In other words, the issue is not whether to have a mandate, but rather on whom the mandate should be imposed. If the Supreme Court strikes down Obamacare, we will simply return to the old mandate, which was imposed on the insured rather than on the uninsured. It is not clear why that mandate would be constitutionally preferable to a mandate that everyone pay his or her own way. It surely does not involve any less of an infringement on liberty.
What is clear is that millions would not or could not obtain health insurance under the old mandate, which made health insurance less and less affordable to an ever-growing share of the population. This is why the Obamacare mandate was adopted. All the highfalutin' talk of the precious liberties at stake is an irrelevant, if highly effective, distraction.
Opponents asserted in oral argument that the Obamacare mandate went beyond this problem, by requiring more than catastrophic coverage, but this assertion seems to be mistaken. According to the Kaiser Family Foundation, the standard minimum "bronze" plans required under Obamacare would have an "estimated deductible of $4,375 for a single individual and double that for a family... a level of coverage that most would consider catastrophic."

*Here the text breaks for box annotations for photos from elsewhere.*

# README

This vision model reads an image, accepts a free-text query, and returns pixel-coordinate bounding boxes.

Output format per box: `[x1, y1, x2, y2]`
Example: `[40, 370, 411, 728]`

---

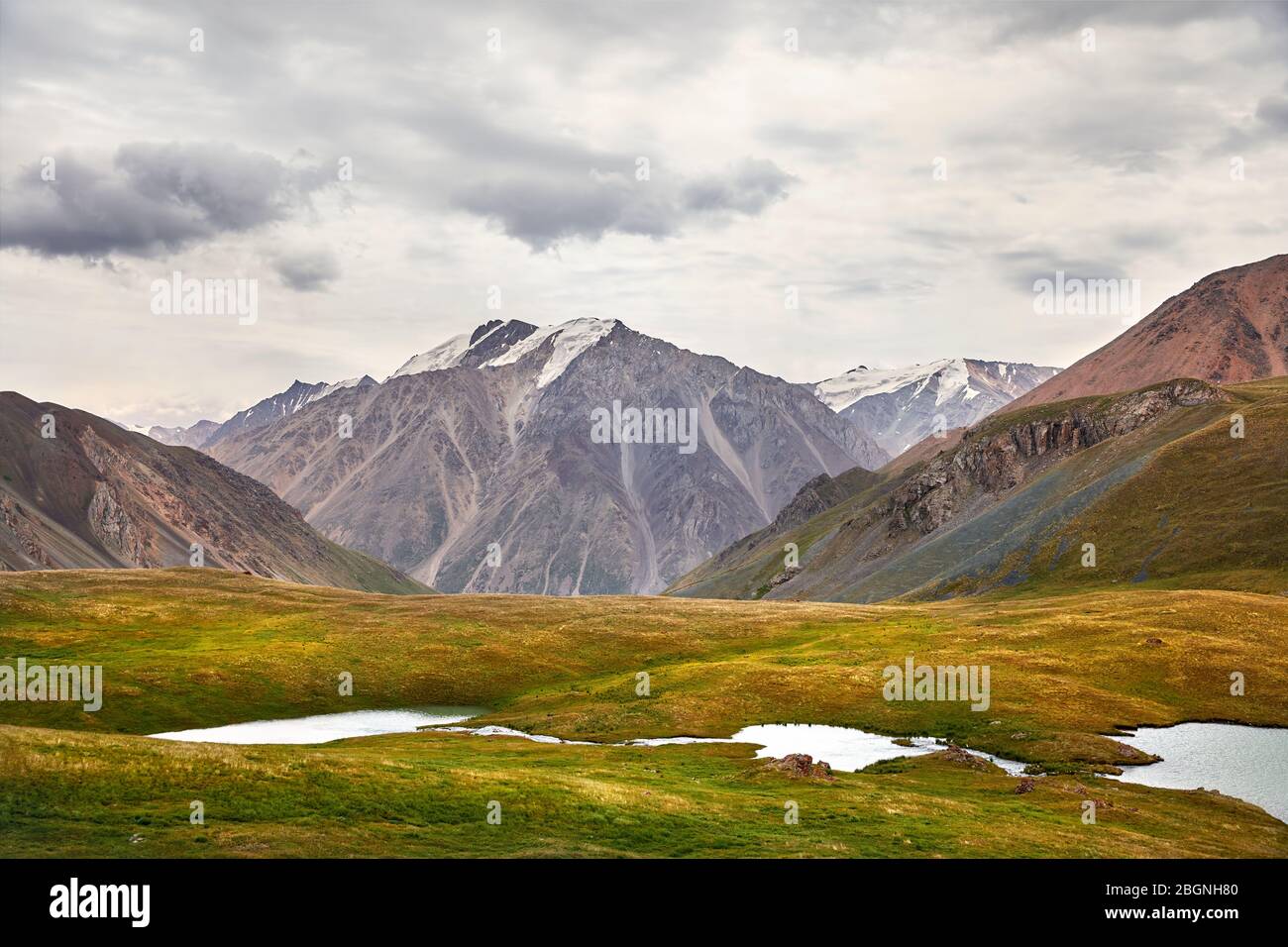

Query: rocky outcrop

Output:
[814, 359, 1059, 456]
[876, 378, 1231, 536]
[765, 753, 836, 783]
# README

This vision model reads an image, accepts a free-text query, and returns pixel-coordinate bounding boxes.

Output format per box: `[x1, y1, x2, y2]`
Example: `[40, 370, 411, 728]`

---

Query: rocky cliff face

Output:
[213, 320, 886, 595]
[876, 378, 1229, 535]
[671, 378, 1231, 601]
[0, 391, 424, 591]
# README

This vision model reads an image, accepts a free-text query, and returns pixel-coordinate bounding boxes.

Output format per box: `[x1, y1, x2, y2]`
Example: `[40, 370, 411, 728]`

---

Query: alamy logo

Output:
[49, 878, 152, 927]
[1033, 269, 1140, 321]
[0, 657, 103, 714]
[152, 269, 259, 326]
[881, 655, 989, 710]
[590, 401, 698, 454]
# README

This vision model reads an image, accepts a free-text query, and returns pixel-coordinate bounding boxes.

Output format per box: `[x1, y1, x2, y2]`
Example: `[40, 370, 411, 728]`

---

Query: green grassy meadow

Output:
[0, 570, 1288, 857]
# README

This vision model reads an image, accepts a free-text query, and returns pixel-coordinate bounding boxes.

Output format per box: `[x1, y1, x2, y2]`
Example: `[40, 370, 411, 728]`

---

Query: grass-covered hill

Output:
[669, 377, 1288, 601]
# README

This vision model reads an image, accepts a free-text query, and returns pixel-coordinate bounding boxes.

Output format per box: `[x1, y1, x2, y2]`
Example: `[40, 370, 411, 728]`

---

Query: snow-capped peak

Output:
[301, 374, 376, 407]
[385, 333, 482, 381]
[814, 359, 967, 411]
[483, 318, 617, 388]
[385, 318, 617, 388]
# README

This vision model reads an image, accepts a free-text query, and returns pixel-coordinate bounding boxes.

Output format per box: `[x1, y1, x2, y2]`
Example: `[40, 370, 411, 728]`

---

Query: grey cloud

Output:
[273, 248, 340, 292]
[1257, 95, 1288, 132]
[456, 158, 795, 250]
[0, 142, 326, 259]
[993, 248, 1129, 292]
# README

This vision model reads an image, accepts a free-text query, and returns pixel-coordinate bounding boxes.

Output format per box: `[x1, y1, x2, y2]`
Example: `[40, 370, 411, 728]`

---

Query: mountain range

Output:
[669, 378, 1288, 601]
[207, 320, 889, 594]
[0, 391, 429, 592]
[814, 359, 1060, 456]
[0, 257, 1288, 600]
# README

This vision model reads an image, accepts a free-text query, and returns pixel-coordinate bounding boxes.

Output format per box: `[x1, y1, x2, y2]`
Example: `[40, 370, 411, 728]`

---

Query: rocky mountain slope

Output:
[0, 391, 428, 592]
[814, 359, 1060, 456]
[670, 378, 1288, 601]
[147, 420, 219, 447]
[150, 374, 376, 449]
[207, 320, 888, 595]
[1015, 254, 1288, 407]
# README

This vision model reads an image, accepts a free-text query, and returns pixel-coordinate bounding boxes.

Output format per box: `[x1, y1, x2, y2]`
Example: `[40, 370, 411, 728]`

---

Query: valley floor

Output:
[0, 570, 1288, 857]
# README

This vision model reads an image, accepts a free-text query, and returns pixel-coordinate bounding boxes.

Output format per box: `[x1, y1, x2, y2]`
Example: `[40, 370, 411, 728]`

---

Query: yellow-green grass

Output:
[958, 378, 1288, 595]
[0, 570, 1288, 856]
[0, 727, 1288, 858]
[0, 570, 1288, 766]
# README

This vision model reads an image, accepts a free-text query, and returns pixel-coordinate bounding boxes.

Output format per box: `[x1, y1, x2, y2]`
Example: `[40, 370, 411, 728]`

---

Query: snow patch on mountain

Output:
[814, 359, 966, 411]
[385, 333, 471, 381]
[483, 318, 617, 388]
[301, 374, 376, 407]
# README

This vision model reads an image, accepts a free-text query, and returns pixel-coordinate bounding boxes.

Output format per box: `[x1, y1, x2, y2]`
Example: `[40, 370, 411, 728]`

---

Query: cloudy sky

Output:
[0, 0, 1288, 424]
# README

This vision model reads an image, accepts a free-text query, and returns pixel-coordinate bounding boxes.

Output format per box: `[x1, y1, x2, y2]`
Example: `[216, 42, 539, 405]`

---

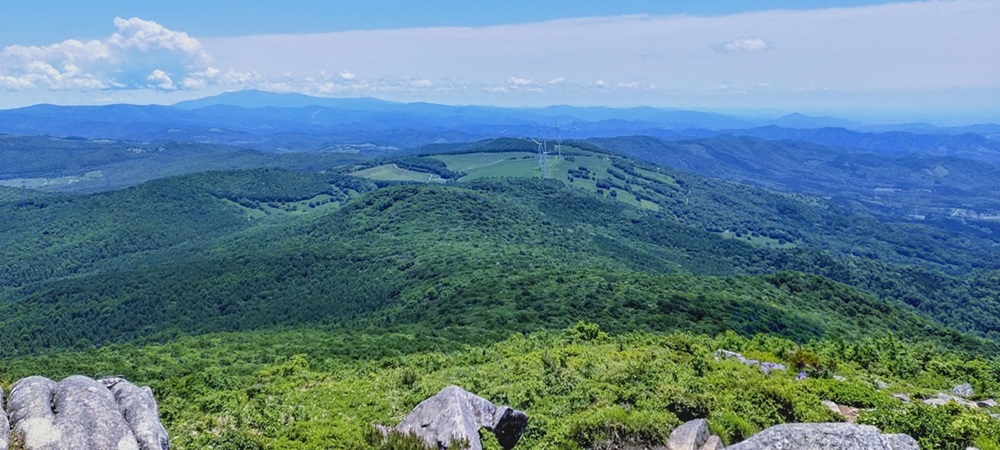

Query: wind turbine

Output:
[531, 138, 549, 178]
[552, 119, 562, 156]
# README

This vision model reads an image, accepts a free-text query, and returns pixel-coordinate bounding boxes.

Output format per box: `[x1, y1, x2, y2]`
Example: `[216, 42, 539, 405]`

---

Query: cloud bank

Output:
[0, 0, 1000, 117]
[0, 17, 219, 91]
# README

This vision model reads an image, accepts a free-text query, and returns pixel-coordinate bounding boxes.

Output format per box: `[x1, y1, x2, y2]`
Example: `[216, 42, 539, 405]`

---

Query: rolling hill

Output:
[0, 139, 1000, 449]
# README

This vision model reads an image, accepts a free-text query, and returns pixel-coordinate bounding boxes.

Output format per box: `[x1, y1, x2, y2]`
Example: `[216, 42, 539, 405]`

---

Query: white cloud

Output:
[0, 0, 1000, 116]
[0, 17, 219, 90]
[146, 69, 177, 91]
[715, 38, 771, 53]
[507, 77, 538, 86]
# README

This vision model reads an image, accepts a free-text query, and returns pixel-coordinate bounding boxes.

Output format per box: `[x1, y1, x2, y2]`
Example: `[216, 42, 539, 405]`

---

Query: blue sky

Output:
[0, 0, 1000, 121]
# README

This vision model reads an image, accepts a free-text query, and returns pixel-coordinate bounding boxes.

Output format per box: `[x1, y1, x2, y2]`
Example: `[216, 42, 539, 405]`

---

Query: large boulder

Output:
[728, 423, 920, 450]
[8, 375, 170, 450]
[381, 386, 528, 450]
[951, 383, 976, 398]
[667, 419, 710, 450]
[100, 377, 170, 450]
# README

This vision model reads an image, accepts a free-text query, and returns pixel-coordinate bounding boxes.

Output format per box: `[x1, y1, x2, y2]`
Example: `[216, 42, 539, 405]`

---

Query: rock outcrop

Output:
[951, 383, 976, 398]
[667, 419, 723, 450]
[7, 375, 170, 450]
[823, 400, 861, 423]
[380, 386, 528, 450]
[921, 393, 979, 409]
[729, 423, 920, 450]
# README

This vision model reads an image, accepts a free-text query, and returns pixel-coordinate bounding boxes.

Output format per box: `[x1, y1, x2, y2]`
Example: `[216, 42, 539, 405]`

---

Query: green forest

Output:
[0, 140, 1000, 450]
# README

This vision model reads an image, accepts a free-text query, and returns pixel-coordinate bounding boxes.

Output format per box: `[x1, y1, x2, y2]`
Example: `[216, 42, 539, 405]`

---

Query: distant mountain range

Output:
[0, 91, 1000, 156]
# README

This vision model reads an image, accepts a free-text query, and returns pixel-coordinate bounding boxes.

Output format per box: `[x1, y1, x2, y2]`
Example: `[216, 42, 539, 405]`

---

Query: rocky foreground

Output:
[0, 375, 170, 450]
[0, 375, 976, 450]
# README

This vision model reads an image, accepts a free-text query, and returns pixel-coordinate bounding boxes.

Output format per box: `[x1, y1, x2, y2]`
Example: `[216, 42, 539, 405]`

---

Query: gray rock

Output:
[698, 434, 725, 450]
[729, 423, 920, 450]
[8, 375, 170, 450]
[667, 419, 709, 450]
[0, 388, 10, 450]
[923, 393, 979, 409]
[823, 400, 840, 416]
[381, 386, 528, 450]
[951, 383, 976, 398]
[100, 377, 170, 450]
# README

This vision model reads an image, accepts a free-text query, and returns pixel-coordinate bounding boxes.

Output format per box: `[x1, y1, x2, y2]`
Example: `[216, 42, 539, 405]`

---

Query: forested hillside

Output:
[0, 140, 1000, 448]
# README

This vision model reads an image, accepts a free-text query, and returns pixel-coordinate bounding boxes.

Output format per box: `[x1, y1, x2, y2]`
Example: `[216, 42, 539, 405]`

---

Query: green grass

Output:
[350, 164, 440, 182]
[433, 147, 660, 211]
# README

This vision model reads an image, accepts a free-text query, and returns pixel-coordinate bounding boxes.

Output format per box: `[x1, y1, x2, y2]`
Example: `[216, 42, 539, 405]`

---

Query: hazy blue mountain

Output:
[0, 91, 1000, 154]
[595, 134, 1000, 225]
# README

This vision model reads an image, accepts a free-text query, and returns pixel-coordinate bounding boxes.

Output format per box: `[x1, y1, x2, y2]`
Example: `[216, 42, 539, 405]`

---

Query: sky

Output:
[0, 0, 1000, 122]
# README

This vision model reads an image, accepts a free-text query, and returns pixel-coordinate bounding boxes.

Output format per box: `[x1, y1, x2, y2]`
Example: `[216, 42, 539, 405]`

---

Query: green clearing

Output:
[350, 164, 437, 182]
[636, 169, 677, 185]
[222, 193, 342, 219]
[428, 149, 656, 211]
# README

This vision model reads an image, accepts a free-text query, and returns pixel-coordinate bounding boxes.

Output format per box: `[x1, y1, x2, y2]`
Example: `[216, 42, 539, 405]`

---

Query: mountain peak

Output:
[172, 89, 396, 109]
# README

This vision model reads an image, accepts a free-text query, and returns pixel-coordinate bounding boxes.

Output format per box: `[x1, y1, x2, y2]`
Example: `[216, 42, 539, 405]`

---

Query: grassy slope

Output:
[0, 325, 1000, 450]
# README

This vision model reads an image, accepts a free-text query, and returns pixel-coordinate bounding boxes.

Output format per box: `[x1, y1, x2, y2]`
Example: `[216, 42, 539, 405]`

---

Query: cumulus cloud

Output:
[146, 69, 177, 91]
[507, 77, 538, 86]
[0, 17, 220, 90]
[715, 38, 771, 53]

Obamacare also explicitly allows anyone who is either under 30 or can show financial hardship to buy even skimpier plans that are undisputedly catastrophic. In short, the Obamacare mandate targets expensive treatments that would likely be unaffordable without insurance. The real debate is (or should be) over whether the mandate to pay for these treatments should be shifted from society at large to those who receive them.
A dose of Coase would go a long way towards clarifying the reality that the issue at stake is not individual liberty, but individual responsibility.